I binge-watched the TV series twice and read all the books, and what struck me was how it managed to be both pessimistic and optimistic. Pessimistic because humans keep making the same mistakes on bigger and bigger scales. Optimistic because some of them keep trying to do better, keep reaching for cooperation even when everything’s falling apart.
The protomolecule storyline gets a bit hand-wavy for my taste – alien technology that breaks known physics always makes me twitch – but I forgave it because the human drama was so well done. Holden trying to do the right thing and usually making things worse. Avasarala cursing her way through political crises. Bobby Draper punching through problems with Martian marine efficiency. These felt like real people, not sci-fi archetypes.
Here’s what I think apocalyptic fiction really does – it’s a pressure test for human nature. Strip away civilization, comfort, certainty, and what’s left? What would you do if the power grid failed permanently?
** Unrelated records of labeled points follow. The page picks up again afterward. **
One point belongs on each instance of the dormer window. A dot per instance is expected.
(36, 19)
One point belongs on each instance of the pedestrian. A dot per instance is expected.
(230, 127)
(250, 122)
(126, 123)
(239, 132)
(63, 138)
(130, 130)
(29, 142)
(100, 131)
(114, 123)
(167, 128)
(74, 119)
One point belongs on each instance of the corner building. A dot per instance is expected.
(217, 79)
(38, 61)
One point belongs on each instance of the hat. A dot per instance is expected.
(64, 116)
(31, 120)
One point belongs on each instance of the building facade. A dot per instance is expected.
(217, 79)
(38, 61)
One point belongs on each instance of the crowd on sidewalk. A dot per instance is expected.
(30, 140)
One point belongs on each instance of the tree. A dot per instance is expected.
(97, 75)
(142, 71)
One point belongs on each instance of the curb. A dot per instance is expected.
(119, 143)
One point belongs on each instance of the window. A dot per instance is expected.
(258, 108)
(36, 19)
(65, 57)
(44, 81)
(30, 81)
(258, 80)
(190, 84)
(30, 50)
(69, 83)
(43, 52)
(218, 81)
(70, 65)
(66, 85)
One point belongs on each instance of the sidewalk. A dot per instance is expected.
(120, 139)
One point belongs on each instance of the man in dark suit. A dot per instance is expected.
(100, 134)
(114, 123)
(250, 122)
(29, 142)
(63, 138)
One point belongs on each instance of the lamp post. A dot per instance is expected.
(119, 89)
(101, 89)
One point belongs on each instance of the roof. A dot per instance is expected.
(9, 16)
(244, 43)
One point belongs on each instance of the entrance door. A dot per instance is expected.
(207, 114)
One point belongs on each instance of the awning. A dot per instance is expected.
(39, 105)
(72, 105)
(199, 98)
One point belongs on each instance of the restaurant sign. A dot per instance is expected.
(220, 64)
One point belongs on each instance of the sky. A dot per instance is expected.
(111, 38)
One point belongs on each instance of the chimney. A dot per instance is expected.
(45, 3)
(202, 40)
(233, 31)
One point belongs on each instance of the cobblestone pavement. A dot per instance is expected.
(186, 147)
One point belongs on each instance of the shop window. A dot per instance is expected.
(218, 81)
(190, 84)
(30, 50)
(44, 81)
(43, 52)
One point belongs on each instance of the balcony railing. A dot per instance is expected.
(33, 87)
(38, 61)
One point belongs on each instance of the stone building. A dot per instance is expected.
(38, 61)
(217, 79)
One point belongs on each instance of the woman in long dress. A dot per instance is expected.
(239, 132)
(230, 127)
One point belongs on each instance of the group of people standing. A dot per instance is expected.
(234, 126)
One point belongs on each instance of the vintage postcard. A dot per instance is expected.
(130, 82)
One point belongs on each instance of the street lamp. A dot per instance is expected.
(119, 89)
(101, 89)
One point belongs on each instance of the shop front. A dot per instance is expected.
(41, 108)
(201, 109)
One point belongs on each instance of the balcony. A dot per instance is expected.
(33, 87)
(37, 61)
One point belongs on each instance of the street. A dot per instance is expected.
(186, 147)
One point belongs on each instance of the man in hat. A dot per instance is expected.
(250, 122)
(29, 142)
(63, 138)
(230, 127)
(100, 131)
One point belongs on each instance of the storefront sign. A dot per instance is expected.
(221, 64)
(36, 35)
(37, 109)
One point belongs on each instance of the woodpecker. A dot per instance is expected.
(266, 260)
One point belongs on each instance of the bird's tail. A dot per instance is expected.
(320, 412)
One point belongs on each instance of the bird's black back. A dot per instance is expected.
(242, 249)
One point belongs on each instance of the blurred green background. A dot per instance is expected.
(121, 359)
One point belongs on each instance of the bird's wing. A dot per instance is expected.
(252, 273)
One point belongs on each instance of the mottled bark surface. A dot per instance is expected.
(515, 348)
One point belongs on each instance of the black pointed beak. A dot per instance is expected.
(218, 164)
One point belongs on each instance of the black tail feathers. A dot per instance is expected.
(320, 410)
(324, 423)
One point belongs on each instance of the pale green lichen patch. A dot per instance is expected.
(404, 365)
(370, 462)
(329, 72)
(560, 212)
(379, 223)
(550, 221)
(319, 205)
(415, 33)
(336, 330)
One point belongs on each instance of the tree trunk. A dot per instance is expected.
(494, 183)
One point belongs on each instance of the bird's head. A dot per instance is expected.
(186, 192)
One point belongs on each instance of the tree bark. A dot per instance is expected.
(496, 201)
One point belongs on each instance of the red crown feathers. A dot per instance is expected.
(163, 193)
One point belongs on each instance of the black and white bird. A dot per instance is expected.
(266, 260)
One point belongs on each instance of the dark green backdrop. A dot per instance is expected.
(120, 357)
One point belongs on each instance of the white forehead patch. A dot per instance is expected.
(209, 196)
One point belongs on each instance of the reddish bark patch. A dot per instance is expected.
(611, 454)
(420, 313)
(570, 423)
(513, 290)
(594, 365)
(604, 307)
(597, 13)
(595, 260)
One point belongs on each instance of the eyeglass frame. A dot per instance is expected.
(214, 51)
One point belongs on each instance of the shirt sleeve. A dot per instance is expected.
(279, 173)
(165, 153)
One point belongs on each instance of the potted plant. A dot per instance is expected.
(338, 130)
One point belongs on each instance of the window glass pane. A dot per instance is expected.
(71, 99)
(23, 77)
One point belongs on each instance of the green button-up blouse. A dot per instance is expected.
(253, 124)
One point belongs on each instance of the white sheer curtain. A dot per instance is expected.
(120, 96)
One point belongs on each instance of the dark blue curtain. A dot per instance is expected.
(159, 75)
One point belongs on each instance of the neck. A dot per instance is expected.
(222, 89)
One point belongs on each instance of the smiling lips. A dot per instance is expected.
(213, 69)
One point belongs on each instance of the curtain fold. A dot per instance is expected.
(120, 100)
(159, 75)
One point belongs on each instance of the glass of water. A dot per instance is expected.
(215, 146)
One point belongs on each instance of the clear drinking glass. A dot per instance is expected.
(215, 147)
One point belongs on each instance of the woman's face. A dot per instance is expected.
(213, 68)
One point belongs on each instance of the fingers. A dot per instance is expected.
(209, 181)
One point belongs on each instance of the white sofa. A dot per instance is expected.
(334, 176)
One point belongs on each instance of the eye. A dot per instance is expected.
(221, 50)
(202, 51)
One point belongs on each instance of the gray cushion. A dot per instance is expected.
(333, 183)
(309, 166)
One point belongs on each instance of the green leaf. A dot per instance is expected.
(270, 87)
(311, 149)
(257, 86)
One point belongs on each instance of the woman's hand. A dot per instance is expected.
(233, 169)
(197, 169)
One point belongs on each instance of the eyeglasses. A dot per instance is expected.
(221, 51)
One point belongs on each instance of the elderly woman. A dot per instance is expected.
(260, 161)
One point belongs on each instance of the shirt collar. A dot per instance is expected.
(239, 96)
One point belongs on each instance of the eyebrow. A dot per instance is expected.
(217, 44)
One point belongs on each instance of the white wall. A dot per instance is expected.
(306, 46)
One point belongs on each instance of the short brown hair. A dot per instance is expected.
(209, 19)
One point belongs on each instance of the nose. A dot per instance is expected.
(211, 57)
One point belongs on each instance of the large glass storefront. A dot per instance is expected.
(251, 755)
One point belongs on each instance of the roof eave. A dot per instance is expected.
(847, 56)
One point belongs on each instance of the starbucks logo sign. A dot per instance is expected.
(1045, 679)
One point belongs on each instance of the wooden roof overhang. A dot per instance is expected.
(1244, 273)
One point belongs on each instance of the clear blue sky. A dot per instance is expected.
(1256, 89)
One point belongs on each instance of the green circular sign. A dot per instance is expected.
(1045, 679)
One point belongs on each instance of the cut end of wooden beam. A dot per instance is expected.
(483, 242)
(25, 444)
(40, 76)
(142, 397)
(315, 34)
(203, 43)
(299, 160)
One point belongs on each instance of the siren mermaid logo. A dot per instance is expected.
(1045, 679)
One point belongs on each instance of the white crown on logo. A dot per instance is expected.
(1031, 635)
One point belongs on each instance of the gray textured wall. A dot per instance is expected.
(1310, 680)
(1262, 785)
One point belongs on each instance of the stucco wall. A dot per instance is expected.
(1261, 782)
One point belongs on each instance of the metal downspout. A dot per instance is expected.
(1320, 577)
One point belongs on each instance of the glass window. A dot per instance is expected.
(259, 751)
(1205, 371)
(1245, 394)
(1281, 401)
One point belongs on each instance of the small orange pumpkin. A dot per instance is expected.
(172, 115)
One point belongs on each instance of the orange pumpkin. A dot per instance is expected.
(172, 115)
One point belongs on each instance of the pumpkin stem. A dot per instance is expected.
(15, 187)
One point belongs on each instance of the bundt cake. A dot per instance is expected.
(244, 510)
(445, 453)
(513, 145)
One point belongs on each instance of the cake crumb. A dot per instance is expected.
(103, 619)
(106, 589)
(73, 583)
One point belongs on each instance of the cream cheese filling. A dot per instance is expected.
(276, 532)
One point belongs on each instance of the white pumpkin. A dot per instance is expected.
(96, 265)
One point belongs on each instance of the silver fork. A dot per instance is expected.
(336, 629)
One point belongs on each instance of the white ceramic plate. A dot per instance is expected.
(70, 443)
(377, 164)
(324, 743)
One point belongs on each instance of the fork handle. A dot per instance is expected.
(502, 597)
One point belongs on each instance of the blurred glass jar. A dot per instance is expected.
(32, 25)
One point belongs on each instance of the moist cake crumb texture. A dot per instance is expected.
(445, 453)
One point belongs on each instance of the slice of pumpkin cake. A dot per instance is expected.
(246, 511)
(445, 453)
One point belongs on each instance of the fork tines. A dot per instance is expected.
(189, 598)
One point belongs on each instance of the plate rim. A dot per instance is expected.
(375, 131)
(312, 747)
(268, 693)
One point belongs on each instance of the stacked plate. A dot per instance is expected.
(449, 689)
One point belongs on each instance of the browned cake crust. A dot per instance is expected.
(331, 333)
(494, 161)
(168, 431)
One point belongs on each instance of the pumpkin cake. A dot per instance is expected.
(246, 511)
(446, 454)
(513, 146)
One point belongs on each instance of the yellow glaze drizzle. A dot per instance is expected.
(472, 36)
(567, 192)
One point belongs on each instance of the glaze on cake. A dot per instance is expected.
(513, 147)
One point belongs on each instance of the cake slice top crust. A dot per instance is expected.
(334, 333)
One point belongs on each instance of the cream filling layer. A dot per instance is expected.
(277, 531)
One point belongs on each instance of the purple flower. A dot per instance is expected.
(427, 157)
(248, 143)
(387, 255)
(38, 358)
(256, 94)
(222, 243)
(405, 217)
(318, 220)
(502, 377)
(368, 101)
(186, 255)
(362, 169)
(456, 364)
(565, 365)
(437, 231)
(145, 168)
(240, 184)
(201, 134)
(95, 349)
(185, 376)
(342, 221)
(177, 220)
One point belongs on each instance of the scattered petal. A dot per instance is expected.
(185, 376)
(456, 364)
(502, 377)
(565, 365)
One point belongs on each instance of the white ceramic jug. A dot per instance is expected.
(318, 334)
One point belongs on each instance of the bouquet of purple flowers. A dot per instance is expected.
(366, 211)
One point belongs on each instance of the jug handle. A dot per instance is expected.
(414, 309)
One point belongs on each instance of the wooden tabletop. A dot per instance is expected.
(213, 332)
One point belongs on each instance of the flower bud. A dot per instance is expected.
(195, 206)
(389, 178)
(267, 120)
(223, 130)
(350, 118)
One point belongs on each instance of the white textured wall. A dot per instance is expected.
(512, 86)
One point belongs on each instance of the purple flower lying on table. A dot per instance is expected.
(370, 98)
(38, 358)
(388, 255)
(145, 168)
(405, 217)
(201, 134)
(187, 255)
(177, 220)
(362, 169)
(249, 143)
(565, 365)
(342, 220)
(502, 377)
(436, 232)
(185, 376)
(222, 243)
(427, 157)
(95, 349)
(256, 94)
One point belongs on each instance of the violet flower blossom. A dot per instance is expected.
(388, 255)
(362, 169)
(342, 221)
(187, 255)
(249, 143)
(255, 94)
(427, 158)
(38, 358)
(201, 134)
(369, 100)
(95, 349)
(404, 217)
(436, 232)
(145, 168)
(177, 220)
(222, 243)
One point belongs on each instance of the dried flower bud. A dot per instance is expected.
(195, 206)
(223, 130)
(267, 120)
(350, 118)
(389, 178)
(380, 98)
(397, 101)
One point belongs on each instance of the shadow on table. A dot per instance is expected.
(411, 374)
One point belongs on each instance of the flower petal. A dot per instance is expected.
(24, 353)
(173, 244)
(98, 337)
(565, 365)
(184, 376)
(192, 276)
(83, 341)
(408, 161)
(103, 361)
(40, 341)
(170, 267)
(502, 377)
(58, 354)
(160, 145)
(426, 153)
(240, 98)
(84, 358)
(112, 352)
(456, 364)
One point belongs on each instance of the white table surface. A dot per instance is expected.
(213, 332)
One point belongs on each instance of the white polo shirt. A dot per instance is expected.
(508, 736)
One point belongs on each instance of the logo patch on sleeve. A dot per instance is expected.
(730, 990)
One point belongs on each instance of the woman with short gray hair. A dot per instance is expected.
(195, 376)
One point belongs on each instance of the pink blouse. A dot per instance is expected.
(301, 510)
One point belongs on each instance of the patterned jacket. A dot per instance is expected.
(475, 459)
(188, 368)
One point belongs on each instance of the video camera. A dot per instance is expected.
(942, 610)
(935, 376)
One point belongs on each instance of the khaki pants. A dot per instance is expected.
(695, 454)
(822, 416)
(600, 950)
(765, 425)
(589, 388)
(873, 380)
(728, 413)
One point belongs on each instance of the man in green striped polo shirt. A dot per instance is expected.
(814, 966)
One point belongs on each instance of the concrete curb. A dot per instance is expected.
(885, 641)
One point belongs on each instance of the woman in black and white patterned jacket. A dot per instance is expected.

If crops stopped growing? If you had to choose between your family’s survival and helping strangers?
These stories let us rehearse for disasters we hope will never come. Not the specific scenarios – I mean, global infertility is pretty unlikely, and nuclear winter hopefully stays fictional. But the underlying challenges: maintaining humanity when resources are scarce, preserving hope when everything looks hopeless, deciding what’s worth sacrificing for.
During my aerospace career, I worked on contingency planning for spacecraft failures. You can’t predict every possible malfunction, but you can design systems that fail gracefully, that give crews options when things go wrong. Apocalyptic fiction does something similar for society. It’s not predicting specific futures, it’s stress-testing human resilience.
I think that’s why these stories have such staying power. We’re living through what feels like slow-motion apocalypse – climate change, political polarization, technological disruption happening faster than we can adapt. Reading about fictional survivors helps us process real anxieties about whether we’re adaptable enough, whether our institutions are robust enough, whether there’s enough basic human decency to see us through whatever’s coming.
My engineering background makes me naturally pessimistic about complex systems – I’ve seen too many ways things can fail catastrophically. But these stories, the good ones anyway, remind me that humans are remarkably good at improvising solutions, at finding reasons to keep going even when logic suggests giving up.
Maybe that’s why I keep reading about the end of the world at an age when I should be reading, I don’t know, gardening magazines. Because these stories aren’t really about endings. They’re about what comes after the ending, about the stubborn human refusal to accept that anything is truly final.
Even *The Road*, bleak as it is, ends with the possibility of renewal. *Children of Men* ends with a boat disappearing into fog, carrying hope toward an uncertain future. *The Expanse* keeps finding ways for enemies to become allies when faced with bigger threats.
The apocalypse in science fiction isn’t a conclusion – it’s a reset button. A chance to imagine what we might build from the rubble of what we’ve got now. And honestly? Sometimes starting over sounds pretty appealing.